And for caregivers. When my mom became more fragile and couldn’t walk as she got older, caregivers, dressing people. We don’t think of how hard this is for us, to get things on and off other people. I’m really proud that there are these beautiful pieces that I legitimately wear and love. And they’re made with so many more people in mind. Other features, wider legs, bottoms shorter, allowing for any differences or maybe prosthetics, things that are easier, catching on things, wider bottoms to legs options.

Pockets on the front of the legs for the seated pants, so there’s somewhere, some accessible place. It won’t be the same as finding a pocket when you’re sitting on it.
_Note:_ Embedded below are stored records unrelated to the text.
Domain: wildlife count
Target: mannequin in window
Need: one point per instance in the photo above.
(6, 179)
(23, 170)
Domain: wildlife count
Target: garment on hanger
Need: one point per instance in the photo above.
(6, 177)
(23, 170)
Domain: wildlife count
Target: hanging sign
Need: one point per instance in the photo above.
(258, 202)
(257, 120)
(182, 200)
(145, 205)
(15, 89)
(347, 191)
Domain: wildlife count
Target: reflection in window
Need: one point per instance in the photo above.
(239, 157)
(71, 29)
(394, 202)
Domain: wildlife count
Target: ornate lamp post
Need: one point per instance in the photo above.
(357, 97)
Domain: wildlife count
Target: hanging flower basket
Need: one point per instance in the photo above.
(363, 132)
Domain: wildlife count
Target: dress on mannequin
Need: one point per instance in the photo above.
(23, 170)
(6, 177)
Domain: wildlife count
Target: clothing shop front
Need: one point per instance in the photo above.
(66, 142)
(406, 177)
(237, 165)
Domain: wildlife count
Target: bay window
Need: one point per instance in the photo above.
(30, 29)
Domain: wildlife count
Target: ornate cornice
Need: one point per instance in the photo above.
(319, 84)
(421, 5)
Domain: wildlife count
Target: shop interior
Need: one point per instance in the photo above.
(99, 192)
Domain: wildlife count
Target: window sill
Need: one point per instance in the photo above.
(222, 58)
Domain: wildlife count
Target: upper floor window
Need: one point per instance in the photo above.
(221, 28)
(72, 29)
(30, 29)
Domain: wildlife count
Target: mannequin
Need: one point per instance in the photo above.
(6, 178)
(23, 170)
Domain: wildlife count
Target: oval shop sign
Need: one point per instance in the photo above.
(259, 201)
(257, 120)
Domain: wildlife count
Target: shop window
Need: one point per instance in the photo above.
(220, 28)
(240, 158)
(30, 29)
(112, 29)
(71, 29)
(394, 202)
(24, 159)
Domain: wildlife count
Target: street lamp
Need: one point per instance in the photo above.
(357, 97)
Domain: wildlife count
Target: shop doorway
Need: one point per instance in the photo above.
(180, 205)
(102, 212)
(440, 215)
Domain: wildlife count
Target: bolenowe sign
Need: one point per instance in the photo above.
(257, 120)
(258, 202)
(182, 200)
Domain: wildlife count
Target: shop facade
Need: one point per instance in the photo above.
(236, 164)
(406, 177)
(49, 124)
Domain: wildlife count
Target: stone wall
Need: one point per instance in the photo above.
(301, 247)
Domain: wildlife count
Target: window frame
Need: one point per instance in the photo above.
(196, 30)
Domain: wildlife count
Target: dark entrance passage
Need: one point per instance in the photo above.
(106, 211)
It’s just different thoughtful things.

Cooper: Is this women or both women and men?

Mizrahi: Right now it’s just women.

Blair: But if you tune into the QVC and want to be a male customer, you know, you’ll start making a petition.
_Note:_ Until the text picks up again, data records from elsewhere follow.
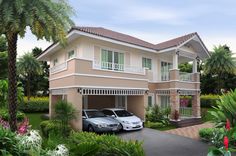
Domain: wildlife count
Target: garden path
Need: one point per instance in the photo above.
(191, 131)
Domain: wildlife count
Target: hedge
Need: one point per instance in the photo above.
(207, 101)
(52, 126)
(106, 145)
(5, 115)
(36, 104)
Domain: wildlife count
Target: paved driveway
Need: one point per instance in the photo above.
(157, 143)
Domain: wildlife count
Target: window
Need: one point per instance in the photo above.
(108, 112)
(112, 60)
(55, 61)
(165, 67)
(147, 63)
(150, 104)
(71, 54)
(165, 101)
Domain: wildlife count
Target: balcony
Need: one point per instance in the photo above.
(58, 68)
(183, 76)
(118, 67)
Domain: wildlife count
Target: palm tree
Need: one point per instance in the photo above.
(28, 66)
(47, 19)
(220, 64)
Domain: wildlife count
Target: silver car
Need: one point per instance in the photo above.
(97, 121)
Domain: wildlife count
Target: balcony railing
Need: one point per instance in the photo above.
(185, 111)
(183, 76)
(117, 67)
(58, 68)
Cooper: (laughs) I ride motorcycles as well. I’m waiting for that jacket.

Pelland: The materials you use would be helpful for someone, whether it’s a washing issue or ironing, heat would dissipate through.
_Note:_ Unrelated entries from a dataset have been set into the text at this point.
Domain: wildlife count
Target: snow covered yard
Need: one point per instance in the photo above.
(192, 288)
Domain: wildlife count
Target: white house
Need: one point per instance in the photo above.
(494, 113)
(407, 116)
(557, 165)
Mizrahi: You’d be surprised how widespread that idea is. The easier it is to care for something, usually, I think the more it’s pleasing to the end user. We are hopefully applying some of the things that we already know to that. But of course, here and there, like Selma was saying, some of the blends that we use, some of the natural fibers that we use are more adaptable to temperature and to those kinds of uses like washing, like you said

Blair: Now I’m so grateful. It was really helpful. I didn’t have any washable stuff in my wardrobe before besides denim and t-shirts. I just didn’t have washable things, unless they were hand washed. But everything was cracking. It was just too much.

Mizrahi: I think that would have been so expensive

Blair: They became too precious, and then you don’t love the pieces because you’re not seeing them and wearing them. So, to have a little riff on a Chanel jacket that I love, and to have these in the collection with color, and to be able to also go, “Oh, this could just be washed here.” It’s great. It’s great for the plane. It’s great for me, for everything. I didn’t really think of clothes like that before because I didn’t need to. Now it’s the only thing that I do because I really do care about ease of use and being able to wash things with traveling and not wanting to pack too much stuff. I like to keep things the tight ship. And one of my favorites I have is an oversized, poplin shirt that has pockets in the side of the actual shirt. I’m just finding; we’re seeing as we go, but I’m always finding. Because my hands have sometimes a bit of dystonia, will flail around, and I like to sometimes remember to keep them quiet and just have them in a pocket, but not some big jacket all the time. There are just things that I’m really excited about that I’ve found to really help me throughout my day feel more comfortable.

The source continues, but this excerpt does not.